Vom Saulus zum Paulus

Wie alles begann

Hätte mir vor 20 Jahren jemand gesagt, dass ich mich mit Mitte 50 als Pflegerebell für eine bessere Pflege in Deutschland einsetzen würde, dann hätte ich ihn für verrückt gehalten. Mit Pflege hatte ich damals wirklich rein gar nichts am Hut.

Meine berufliche Laufbahn begann im Oktober 1976 bei der Bereitschaftspolizei in Königsbrunn bei Augsburg. Im Grunde hatte ich mich dafür nur entschieden, weil ich damals eigentlich keine rechte Lust mehr hatte, weiter auf die Schule zu gehen. Das Anfangsgehalt mit knapp 1 000 Mark war zu diesem Zeitpunkt auch recht ordentlich. Außerdem hatte ich im Hinterkopf, dass dieser Beruf doch viel Abwechslung und Abenteuer bieten würde. Das stellte sich jedoch zunächst als großer Irrtum heraus. Die ersten beiden Jahre bei der Bereitschaftspolizei in Königsbrunn waren geprägt von einem Kasernenleben, das strenger war als bei der Bundeswehr – damals gab es noch keine Frauen bei der uniformierten Polizei und die Strukturen waren daher während der Ausbildung noch etwas anders. Der Grund, weshalb ich dann nicht gleich wieder gekündigt habe, war ganz einfach: Damals gab es noch die Wehrpflicht, und eine Kündigung hätte bedeutet, dass ich nur in eine andere Kaserne hätte wechseln müssen – und das bei weit weniger Gehalt.

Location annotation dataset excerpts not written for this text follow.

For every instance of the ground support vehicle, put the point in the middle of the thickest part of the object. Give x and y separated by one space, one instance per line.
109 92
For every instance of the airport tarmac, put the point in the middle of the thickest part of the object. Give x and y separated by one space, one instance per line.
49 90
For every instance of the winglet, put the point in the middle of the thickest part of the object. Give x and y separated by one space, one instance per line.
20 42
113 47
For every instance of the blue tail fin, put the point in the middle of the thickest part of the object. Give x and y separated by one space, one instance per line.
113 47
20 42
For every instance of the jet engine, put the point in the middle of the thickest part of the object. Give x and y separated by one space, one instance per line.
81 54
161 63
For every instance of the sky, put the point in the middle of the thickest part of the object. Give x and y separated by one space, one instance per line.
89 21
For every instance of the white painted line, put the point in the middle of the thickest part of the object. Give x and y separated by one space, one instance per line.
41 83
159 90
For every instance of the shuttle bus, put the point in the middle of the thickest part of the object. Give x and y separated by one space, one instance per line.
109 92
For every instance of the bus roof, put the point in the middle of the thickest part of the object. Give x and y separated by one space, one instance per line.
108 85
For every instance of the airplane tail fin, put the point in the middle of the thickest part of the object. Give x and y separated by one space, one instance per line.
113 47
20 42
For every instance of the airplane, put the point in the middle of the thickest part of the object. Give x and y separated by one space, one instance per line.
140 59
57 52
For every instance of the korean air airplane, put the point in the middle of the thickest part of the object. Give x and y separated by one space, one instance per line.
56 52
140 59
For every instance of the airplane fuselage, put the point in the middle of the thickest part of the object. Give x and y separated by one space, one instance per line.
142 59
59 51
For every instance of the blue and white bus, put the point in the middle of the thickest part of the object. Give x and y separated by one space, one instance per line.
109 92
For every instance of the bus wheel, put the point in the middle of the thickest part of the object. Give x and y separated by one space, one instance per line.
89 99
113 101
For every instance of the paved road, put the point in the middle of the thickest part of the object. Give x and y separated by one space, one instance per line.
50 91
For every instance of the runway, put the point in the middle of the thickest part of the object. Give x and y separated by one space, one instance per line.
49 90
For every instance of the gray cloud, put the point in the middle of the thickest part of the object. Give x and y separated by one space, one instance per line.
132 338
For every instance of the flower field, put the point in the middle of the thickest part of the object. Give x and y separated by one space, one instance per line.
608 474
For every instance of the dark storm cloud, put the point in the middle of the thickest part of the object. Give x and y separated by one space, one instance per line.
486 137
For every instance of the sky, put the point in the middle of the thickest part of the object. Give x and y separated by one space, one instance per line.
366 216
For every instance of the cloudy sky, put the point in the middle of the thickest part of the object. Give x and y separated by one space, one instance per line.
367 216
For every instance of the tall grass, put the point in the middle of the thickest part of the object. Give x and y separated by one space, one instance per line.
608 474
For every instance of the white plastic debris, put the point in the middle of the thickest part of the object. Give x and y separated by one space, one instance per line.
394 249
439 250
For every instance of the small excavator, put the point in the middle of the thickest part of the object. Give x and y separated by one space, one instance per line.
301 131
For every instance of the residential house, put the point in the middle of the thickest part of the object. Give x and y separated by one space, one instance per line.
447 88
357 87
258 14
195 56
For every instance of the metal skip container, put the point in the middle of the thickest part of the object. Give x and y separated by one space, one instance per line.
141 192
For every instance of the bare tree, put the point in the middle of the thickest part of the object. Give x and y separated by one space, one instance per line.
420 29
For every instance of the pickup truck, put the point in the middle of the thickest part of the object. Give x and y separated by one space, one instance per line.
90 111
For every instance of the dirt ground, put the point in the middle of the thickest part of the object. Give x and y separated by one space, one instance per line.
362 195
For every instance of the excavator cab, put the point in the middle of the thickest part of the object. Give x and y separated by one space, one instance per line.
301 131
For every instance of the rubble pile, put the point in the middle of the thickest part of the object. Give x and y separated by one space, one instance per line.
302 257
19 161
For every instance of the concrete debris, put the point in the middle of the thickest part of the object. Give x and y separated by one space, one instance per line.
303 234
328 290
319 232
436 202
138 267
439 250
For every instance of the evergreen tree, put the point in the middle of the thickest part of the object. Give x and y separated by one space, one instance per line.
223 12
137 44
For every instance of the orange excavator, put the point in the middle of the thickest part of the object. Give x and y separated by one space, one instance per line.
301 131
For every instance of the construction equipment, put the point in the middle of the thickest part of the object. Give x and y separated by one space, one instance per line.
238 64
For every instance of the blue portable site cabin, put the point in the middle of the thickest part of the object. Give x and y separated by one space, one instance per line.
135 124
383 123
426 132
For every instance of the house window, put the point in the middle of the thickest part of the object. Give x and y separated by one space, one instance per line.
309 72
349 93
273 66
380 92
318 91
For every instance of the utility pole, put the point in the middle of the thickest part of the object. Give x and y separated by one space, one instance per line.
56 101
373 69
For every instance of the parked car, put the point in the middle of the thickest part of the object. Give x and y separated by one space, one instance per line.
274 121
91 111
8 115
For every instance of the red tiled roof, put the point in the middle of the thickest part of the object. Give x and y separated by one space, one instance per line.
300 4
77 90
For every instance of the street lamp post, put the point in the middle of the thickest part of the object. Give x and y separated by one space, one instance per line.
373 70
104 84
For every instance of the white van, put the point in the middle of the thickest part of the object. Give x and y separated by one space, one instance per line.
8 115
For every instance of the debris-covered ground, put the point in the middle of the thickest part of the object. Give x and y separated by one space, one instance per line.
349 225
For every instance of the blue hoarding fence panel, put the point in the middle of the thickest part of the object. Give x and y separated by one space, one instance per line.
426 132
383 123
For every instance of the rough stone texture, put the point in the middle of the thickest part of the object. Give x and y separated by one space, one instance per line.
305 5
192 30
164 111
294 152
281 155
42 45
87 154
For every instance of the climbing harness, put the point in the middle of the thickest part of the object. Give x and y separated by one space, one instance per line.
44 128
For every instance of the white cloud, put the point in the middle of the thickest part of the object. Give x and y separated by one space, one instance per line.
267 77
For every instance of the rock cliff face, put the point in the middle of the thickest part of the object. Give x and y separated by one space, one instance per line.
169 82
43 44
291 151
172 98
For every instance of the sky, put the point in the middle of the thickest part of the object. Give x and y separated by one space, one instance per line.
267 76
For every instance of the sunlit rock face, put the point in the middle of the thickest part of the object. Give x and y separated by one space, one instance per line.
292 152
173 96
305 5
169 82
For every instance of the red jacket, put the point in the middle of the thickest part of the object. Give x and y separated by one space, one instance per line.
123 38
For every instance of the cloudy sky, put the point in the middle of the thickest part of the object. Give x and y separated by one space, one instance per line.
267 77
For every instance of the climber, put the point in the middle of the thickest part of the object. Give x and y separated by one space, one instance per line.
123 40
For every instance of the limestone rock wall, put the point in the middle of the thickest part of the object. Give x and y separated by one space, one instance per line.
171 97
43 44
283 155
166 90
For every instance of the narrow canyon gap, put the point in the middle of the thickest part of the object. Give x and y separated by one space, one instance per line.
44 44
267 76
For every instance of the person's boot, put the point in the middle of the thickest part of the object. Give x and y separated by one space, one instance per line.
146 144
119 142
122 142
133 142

Nach der Ausbildung entschied ich mich dann doch, als Streifenpolizist zu arbeiten. Ich wollte erleben, wie es ist, als Polizist Verbrecher zu jagen und für Recht und Ordnung zu sorgen. Vermutlich wurde ich damals auch von einer Art Abenteuerlust getrieben. Ich hatte das Glück, dass ich einem Polizeirevier im Augsburger Westen, also in der Nähe meines Wohnortes, zugeteilt wurde. Die Schicht, in die ich kam, war sehr kollegial, und es entwickelten sich richtige Freundschaften unter den Kollegen. In unserem Revierbereich befanden sich drei Kasernen der US-Streitkräfte, was einer der Gründe war, weshalb der Streifendienst nie langweilig wurde. Vor allem waren viele Schlägereien durch betrunkene US-Soldaten zu beenden und andere Straftaten aufzuklären, die sich ergeben, wenn mehrere Tausend Soldaten über Jahre hinweg, weit weg von der Heimat, kaserniert sind. Aber auch die Aufnahme von Verkehrsunfällen oder Diebstählen gehörte nun zu meinen Aufgaben.

Dann hörte ich davon, dass bei der Kripo Augsburg im Kommissariat für Drogenfahndung, damals als »K 14« bekannt, ein junger Kollege gesucht wurde, der in der Drogenszene eingesetzt werden sollte. Zu dieser Zeit war ich bereits Sachbearbeiter für Jugendkriminalität und sowieso schon fast nur noch in Zivilkleidung unterwegs. Die Bewerbung bei der Drogenfahndung war dann vermutlich nur noch eine logische Konsequenz. Sowohl mein Charakter, ich war schon immer ein Querdenker, als auch mein Aussehen, meine Haare waren immer etwas zu lang für einen biederen Beamten, gaben wohl den Ausschlag dafür, dass ich diese Stelle bekam.

Schon bald wurde ich in der Drogenszene als einer der »Ihren« bekannt. Das führte dann schon mal dazu, dass es einem auch mal leidtat, wenn ein eigentlich sympathischer Mensch wegen Drogenhandels ins Gefängnis musste und man ihn selbst dorthin gebracht hatte.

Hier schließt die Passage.